Current Research Projects

Michael Clift

Michael Clift, Assistant Professor, Dept. of Chemistry, University of Kansas

Mentor:  Paul R. Hanson, Professor of Chemistry; University of Kansas

Project TitleSynthesis and Biological Evaluation of Benzophenanthridine Alkaloid Natural Products and Derivatives

Project Summary

The discovery of new antibiotic agents that operate through novel modes of action is regarded as potential solution to combat growing bacterial resistance. Recently, inhibition of FtsZ polymerization has emerged as a promising new target for the development of antibiotics. FtsZ is a highly conserved, prokaryotic, tubulin-like protein that undergoes self-polymerization to enable bacterial cell division. Berberine and tetrahydroprotoberberine (THPB) possess modest affinity for FtsZ that imbues these alkaloid natural products with antibacterial properties. Semi-synthesis has enabled the preparation of relatively potent (MIC = 1 μg/mL) berberine derivatives; however, semi-synthesis is inherently limited by the natural reactivity of berberine itself and the lack of a flexible and concise synthetic approach to access berberine analogs has left significant gaps in what is known about the structure−activity relationships that exist between berberine and FtsZ. The overall objective of this proposal is to design, synthesize and test previously inaccessible berberine-like compounds to discover new antibiotics that target bacterial cell division. Three aims are proposed to pursue this objective:

Specific Aim #1: Prioritize synthetic targets by using synthesis in silico to generate a custom compound library that will be used for virtual screening against FtsZ polymerization.

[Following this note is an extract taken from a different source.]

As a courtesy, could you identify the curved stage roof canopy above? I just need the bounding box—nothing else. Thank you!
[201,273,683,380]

Specific Aim #2: Develop a concise and flexible total synthesis of berberine and THPB, and use this synthetic route to access a wide range of previously inaccessible analogs.

Specific Aim #3: Evaluate fully synthetic berberine analogs in bacterial growth inhibition assays, FtsZ GTPase activity assays, and FtsZ polymerization assays to identify antibiotic compounds that operate through inhibition of cell division.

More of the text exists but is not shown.